Dessa forma, ausentes elementos probatórios quanto ao desempenho de atividade rural em regime de economia familiar, não há como conceder o benefício pretendido pela parte autora, sendo adequada a reforma da sentença.
Cabe salientar que, ausente início de prova material, não se admite prova meramente testemunhal, a teor do disposto nas Súmulas 149 do STJ e 27 do TRF da 1ª Região, razão pela qual não podem ser considerados, para concessão do benefício, apenas os depoimentos prestados (AgRg no REsp 944.486/SP, Rel. Min. Maria Thereza de Assis Moura, 6ª Turma, DJe de 24/11/2008).
Assim, não é possível o reconhecimento da qualidade de segurada da parte autora como trabalhador rural em regime de economia familiar na carência exigida ao tempo do requerimento administrativo.

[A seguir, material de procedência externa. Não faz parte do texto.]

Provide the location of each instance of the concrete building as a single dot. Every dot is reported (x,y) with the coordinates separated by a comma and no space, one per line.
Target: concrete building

Dos honorários sucumbenciais
Inverto os honorários sucumbenciais arbitrados pelo juízo a quo, a teor do disposto no art. 85, §§ 2º, 3º e 11º do CPC, devendo-se observar teor da súmula 111, do STJ.
Honorários recursais
Nos termos do julgamento do REsp 1.864.633/RS, que tramitou sob o rito dos recursos repetitivos (Tema 1.059 do STJ), a majoração dos honorários de sucumbência pressupõe que o recurso tenha sido integralmente desprovido, como no caso dos autos, desse modo, conforme disposição o art. 85, § 11, do CPC, os honorários devem ser majorados em dois pontos percentuais, os quais ficam suspensos em caso de deferimento da gratuidade de justiça, nos termos do art. 98, §§ 2º e 3º do CPC/2015.
Conclusão
Ante o exposto, dou provimento à apelação do INSS, para reformar à sentença e julgar improcedente o pedido autoral.
É o voto.

PODER JUDICIÁRIO
Tribunal Regional Federal da 1ª Região
GAB. 05 - DESEMBARGADOR FEDERAL RUI GONÇALVES
Processo Judicial Eletrônico
PROCESSO: 1006686-93.2023.4.01.9999
PROCESSO REFERÊNCIA: 7002379-28.2022.8.22.0002
CLASSE: APELAÇÃO CÍVEL (198)
APELANTE: INSTITUTO NACIONAL DO SEGURO SOCIAL - INSS
APELADO: MARIA REGINA DA SILVA
E M E N T A
PREVIDENCIÁRIO. APOSENTADORIA POR IDADE. TRABALHADOR RURAL. PRODUÇÃO EM LARGA ESCALAR. INÍCIO DE PROVA MATERIAL AFASTADO. PERÍODO DE CARÊNCIA NÃO CONFIGURADO. APELAÇÃO DO INSS PROVIDA.
1. A concessão do benefício de aposentadoria rural por idade exige a demonstração do trabalho rural, cumprindo-se o prazo de carência previsto no artigo 142 da Lei n. 8.213/91, mediante início razoável de prova material, corroborada com prova testemunhal, ou prova documental plena. Como requisito etário, exige-se a idade superior a 60 anos para homem e 55 anos para mulher (artigo 48, § 1º da Lei de Benefícios).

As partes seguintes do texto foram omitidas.